Statistical Analysis

Today’s post is from Peter Leasure J.D. (current Ph.D. candidate, University of South Carolina, Department of Criminology and Criminal Justice).


When asked about all sorts of automotive and household repairs, a dear friend used to reply, “I know just enough to get into trouble.”

Such can be the case with statistics and Foreign Corrupt Practices Act (FCPA) research. While statistical research within the FCPA is sparse[1], some efforts have been made. However, some of these efforts fell short and the entire legal field, especially those publishing legal journals, could greatly benefit from a better understanding of statistics.

My new article forthcoming in the Journal of Financial Crime titled “Embracing Fragility in Our Data: A Cautionary Example from Research on the FCPA and Voluntary Disclosure” (click here to download) provides a clear example of the need for a greater understanding of statistics in FCPA research.

“Embracing Fragility in Our Data” critiques the methodology of a previous study [2] which looked at whether there are benefits to voluntary disclosure of FCPA misconduct. In the study being critiqued, results showed that voluntarily disclosing companies faced nearly two and a half times higher total fines than companies that did not voluntarily disclose. A simple Google Scholar search yields twenty eight manuscripts that have relied upon and cited the findings noted by that previous study. It is no doubt likely that several other academics and practitioners have also relied upon and communicated those findings.

The problem is that appropriate statistical analysis of the data severely weakens the previous study’s findings.
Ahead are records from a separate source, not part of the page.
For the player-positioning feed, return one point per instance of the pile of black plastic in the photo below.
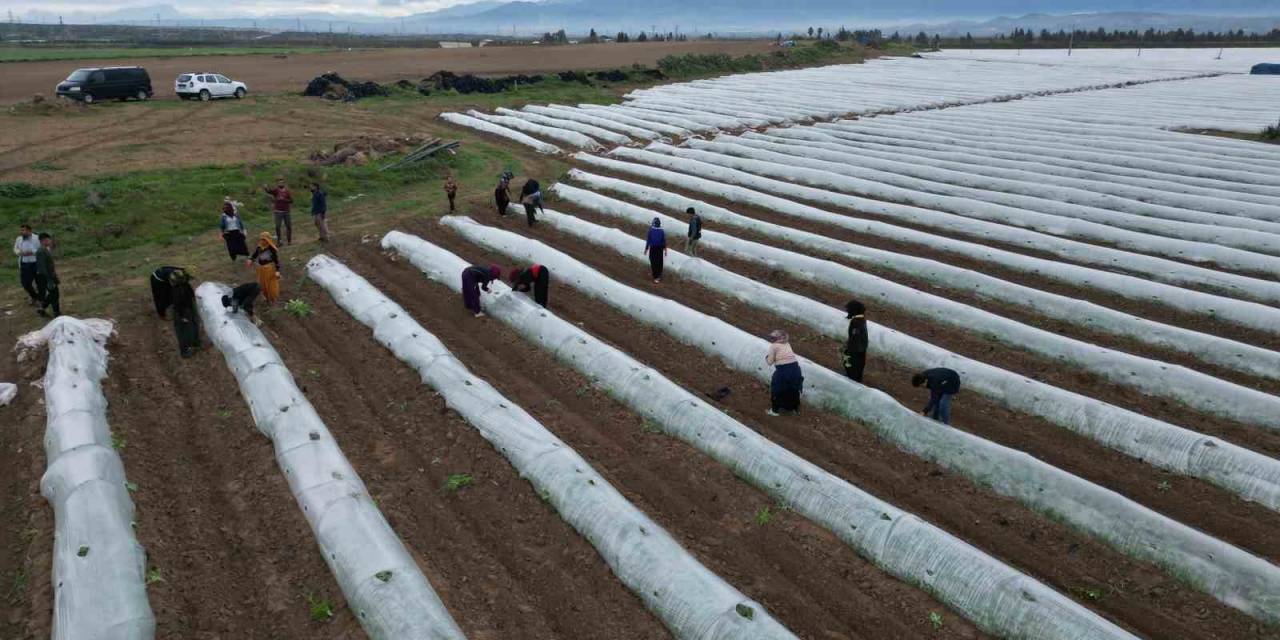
(469, 83)
(336, 87)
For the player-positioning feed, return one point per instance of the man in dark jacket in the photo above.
(320, 210)
(46, 278)
(855, 346)
(695, 232)
(942, 384)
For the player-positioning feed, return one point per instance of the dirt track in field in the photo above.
(270, 74)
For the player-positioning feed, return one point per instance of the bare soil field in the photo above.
(272, 74)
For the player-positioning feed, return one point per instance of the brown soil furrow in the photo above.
(805, 577)
(1132, 593)
(1185, 499)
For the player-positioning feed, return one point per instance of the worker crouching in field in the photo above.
(266, 261)
(942, 384)
(855, 346)
(656, 245)
(787, 380)
(242, 300)
(474, 279)
(161, 288)
(534, 277)
(186, 320)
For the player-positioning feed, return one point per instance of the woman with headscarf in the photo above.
(186, 320)
(534, 277)
(787, 382)
(233, 231)
(266, 261)
(855, 347)
(656, 245)
(474, 279)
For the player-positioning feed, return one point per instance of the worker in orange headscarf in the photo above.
(266, 260)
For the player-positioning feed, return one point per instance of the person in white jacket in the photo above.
(24, 247)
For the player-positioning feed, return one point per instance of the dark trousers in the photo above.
(161, 295)
(27, 277)
(656, 255)
(854, 365)
(49, 296)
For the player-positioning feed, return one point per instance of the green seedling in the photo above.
(457, 481)
(320, 608)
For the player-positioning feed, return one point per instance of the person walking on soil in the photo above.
(320, 210)
(787, 380)
(233, 229)
(502, 193)
(451, 190)
(48, 286)
(942, 384)
(282, 201)
(531, 196)
(266, 260)
(656, 245)
(695, 232)
(161, 288)
(24, 247)
(474, 279)
(242, 300)
(534, 277)
(855, 346)
(186, 320)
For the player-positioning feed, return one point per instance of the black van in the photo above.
(119, 82)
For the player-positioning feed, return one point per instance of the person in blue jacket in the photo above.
(942, 384)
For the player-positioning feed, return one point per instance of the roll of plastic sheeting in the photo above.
(1226, 572)
(383, 585)
(503, 132)
(691, 600)
(568, 137)
(1096, 318)
(1235, 469)
(1157, 268)
(99, 566)
(993, 595)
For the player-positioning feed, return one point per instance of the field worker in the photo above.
(282, 201)
(475, 278)
(320, 210)
(787, 382)
(942, 384)
(695, 232)
(266, 260)
(161, 288)
(855, 346)
(24, 247)
(242, 300)
(656, 245)
(534, 277)
(502, 193)
(186, 320)
(531, 196)
(451, 190)
(46, 278)
(233, 229)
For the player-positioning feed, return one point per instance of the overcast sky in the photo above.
(229, 8)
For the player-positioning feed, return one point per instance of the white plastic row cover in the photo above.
(383, 584)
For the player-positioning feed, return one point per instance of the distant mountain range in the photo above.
(534, 17)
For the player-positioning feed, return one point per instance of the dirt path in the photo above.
(273, 74)
(1130, 593)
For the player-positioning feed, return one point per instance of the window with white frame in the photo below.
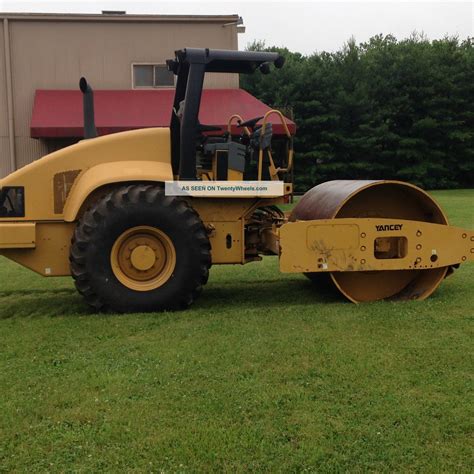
(151, 75)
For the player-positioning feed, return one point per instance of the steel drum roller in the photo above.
(385, 199)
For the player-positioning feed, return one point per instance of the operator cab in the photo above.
(204, 151)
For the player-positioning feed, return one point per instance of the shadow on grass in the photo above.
(267, 294)
(66, 302)
(47, 302)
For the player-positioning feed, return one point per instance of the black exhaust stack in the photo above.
(88, 106)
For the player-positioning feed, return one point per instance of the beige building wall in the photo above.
(53, 52)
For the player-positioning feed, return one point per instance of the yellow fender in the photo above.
(112, 173)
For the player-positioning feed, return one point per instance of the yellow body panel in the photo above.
(142, 155)
(108, 173)
(371, 244)
(17, 235)
(50, 257)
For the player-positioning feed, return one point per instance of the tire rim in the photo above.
(143, 258)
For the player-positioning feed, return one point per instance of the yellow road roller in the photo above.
(138, 218)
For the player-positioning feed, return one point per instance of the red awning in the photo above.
(58, 113)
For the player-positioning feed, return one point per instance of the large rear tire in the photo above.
(137, 250)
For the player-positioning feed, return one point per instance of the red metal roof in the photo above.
(58, 113)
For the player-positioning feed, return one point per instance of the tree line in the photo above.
(383, 109)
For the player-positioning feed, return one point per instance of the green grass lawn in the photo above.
(264, 373)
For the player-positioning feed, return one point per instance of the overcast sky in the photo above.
(301, 26)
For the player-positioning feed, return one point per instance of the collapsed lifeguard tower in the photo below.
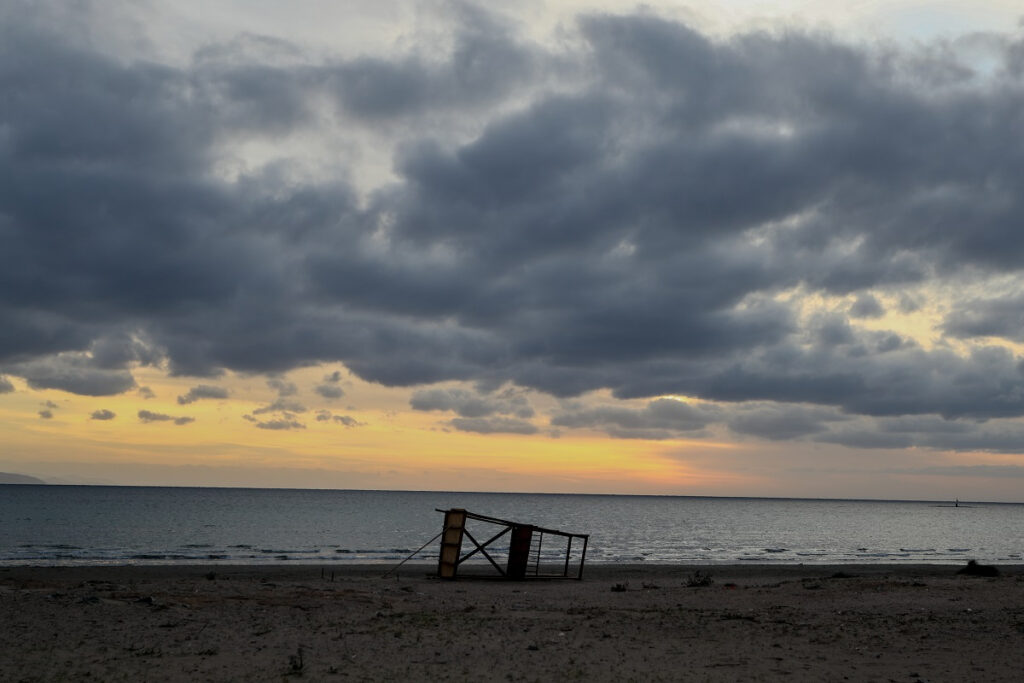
(532, 552)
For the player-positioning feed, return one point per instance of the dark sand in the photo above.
(753, 623)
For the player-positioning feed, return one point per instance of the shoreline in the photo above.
(623, 622)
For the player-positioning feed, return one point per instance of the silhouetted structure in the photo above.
(525, 551)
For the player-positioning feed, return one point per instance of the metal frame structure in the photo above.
(523, 555)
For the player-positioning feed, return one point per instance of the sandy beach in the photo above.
(753, 623)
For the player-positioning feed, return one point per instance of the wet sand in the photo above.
(751, 623)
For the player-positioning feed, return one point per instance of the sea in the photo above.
(97, 525)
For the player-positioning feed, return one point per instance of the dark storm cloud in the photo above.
(484, 62)
(632, 211)
(202, 391)
(150, 416)
(988, 317)
(76, 373)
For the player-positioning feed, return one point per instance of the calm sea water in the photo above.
(137, 525)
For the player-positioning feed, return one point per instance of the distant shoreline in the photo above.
(941, 503)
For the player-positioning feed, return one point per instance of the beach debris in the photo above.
(295, 664)
(524, 551)
(699, 580)
(975, 569)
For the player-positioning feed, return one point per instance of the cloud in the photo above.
(280, 425)
(470, 404)
(866, 305)
(642, 209)
(283, 387)
(330, 390)
(148, 416)
(202, 391)
(75, 373)
(494, 425)
(658, 419)
(281, 406)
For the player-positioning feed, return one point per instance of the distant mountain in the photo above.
(9, 477)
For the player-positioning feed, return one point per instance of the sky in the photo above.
(750, 249)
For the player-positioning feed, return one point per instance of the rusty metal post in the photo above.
(455, 526)
(519, 551)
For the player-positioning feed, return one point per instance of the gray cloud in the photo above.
(283, 387)
(76, 373)
(470, 404)
(281, 425)
(281, 406)
(494, 425)
(150, 416)
(330, 390)
(631, 212)
(663, 418)
(202, 391)
(866, 306)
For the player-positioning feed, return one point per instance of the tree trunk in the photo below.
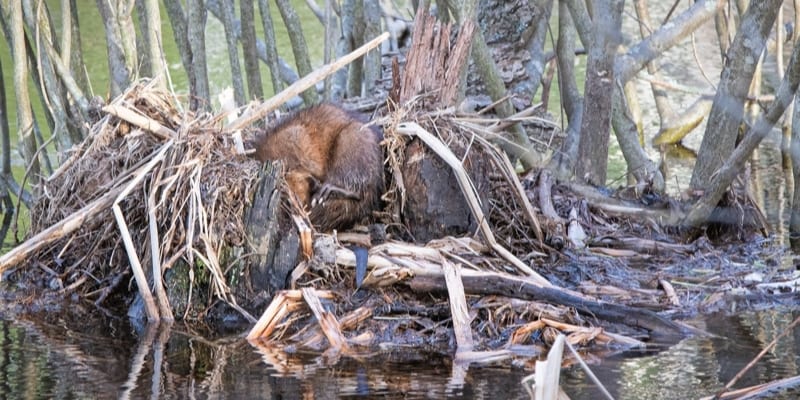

In fact, “Embracing Fragility in Our Data” shows that the findings of the previous study are rendered completely unreliable once responsible statistical analysis is applied. Ignored statistical assumptions, sample selection bias, and other methodological issues are pointed to as being responsible for the erroneous findings.

So what do we know about the benefits to voluntary disclosure from the previous study being critiqued? The responsible answer is very little, if anything. However, recent work has provided very interesting developments on this topic.

My second new article, also forthcoming in the Journal of Financial Crime, delivers a more reliable answer to the question of whether there is a benefit to voluntary disclosure by adding several key variables, increasing observations, and utilizing conservative estimates. The article entitled “To Disclose or Not to Disclose? Revisiting the FCPA with Improved Statistical Analysis Provides a Better Answer to this Illusive Question” (click here to download) is a must read for both practitioners and academics alike as it shows that companies do actually receive a benefit to voluntarily disclosing FCPA infractions.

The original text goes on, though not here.